Tetapi, di sini saya hanya menekankan satu hal. Teologi rakyat menghargai rakyat dan apa yang disebut popular religion itu. Kagak mengherankan Apabila Paus dipengaruhi oleh Gera sehingga pemikiran teologis Gera masuk juga dalam Evangelii Gaudium. Apabila teologi pembebasan (Gutierrez dan Boff dll) menekankan preferential option FOR the poor, maka teologi kerakyatan ini lebih menekankan preferential option WITH the poor. Ini pun panjang, Kagak cukup diuraikan di sini. Semoga pada kesempatan lain.

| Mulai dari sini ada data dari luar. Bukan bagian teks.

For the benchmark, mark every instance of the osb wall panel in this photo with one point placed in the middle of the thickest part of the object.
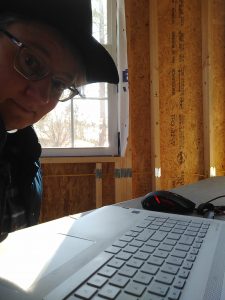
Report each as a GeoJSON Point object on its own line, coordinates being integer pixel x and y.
{"type": "Point", "coordinates": [180, 47]}
{"type": "Point", "coordinates": [180, 91]}
{"type": "Point", "coordinates": [137, 22]}
{"type": "Point", "coordinates": [218, 69]}
{"type": "Point", "coordinates": [108, 186]}
{"type": "Point", "coordinates": [68, 189]}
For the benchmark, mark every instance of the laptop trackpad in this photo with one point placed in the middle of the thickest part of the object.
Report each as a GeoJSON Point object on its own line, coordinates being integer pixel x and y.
{"type": "Point", "coordinates": [33, 256]}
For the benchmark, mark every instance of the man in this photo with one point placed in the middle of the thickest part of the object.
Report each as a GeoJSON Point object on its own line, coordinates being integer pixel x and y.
{"type": "Point", "coordinates": [46, 52]}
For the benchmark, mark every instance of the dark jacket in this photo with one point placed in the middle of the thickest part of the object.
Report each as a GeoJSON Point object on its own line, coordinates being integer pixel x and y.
{"type": "Point", "coordinates": [19, 163]}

Cek Artikel:  Mengakhiri Greenwashing, dari Label Hijau ke Meja Hijau

 

MENYERUKAN Cita-cita EKOLOGIS

Sekarang saya mau omong tentang poin ketiga. Dua tahun setelah terpilih menjadi paus, tahun 2015, Paus Fransiskus menerbitkan ensikliknya yang berjudul Laudato Si. Dalam ensiklik itu ia Meletakkan perhatian yang sangat besar terhadap krisis ekologi.

Dalam rangka kesadaran akan krisis ekologi yang sangat parah itu, dengan lantang ia menyerukan gerakan pertobatan ekologis (ecological conversion). Ibu bumi meratap sangat pedih dan sedih. Ratap ibu bumi itu, menurut Boff, kawannya juga, adalah ratap orang miskin. Karena itu, Paus menyerukan gerakan pemulihan Tengah rumah kita Berbarengan (ekologi).

Apabila selama ini kita selalu omong dalam teologi tentang Cita-cita eskatologis (eschatological hope), maka inilah saatnya kita omong tentang Cita-cita ekologis (ecological hope). Bagaimana peluangnya? Tiada lain jalannya ialah tobat ekologis.

Apabila selama ini kita hidup sebagai penjahat-penjahat ekologis (ecological criminals, bajingan ekologis), yang merampok, menjarah ibu kita sendiri, bumi, mother earth, maka inilah saatnya kita mengubah perilaku itu, Kagak Tengah menjadi penjahat ekologis, melainkan sahabat ekologis Buat Dapat membangun peradaban kasih, kebudayaan Kasih. Nah, itu caranya. Kagak Terdapat Langkah lain, Alasan kerusakan ekologi kita sudah sangat parah, sudah menjadi the inconvenient truth dalam bahasa Al Gore itu.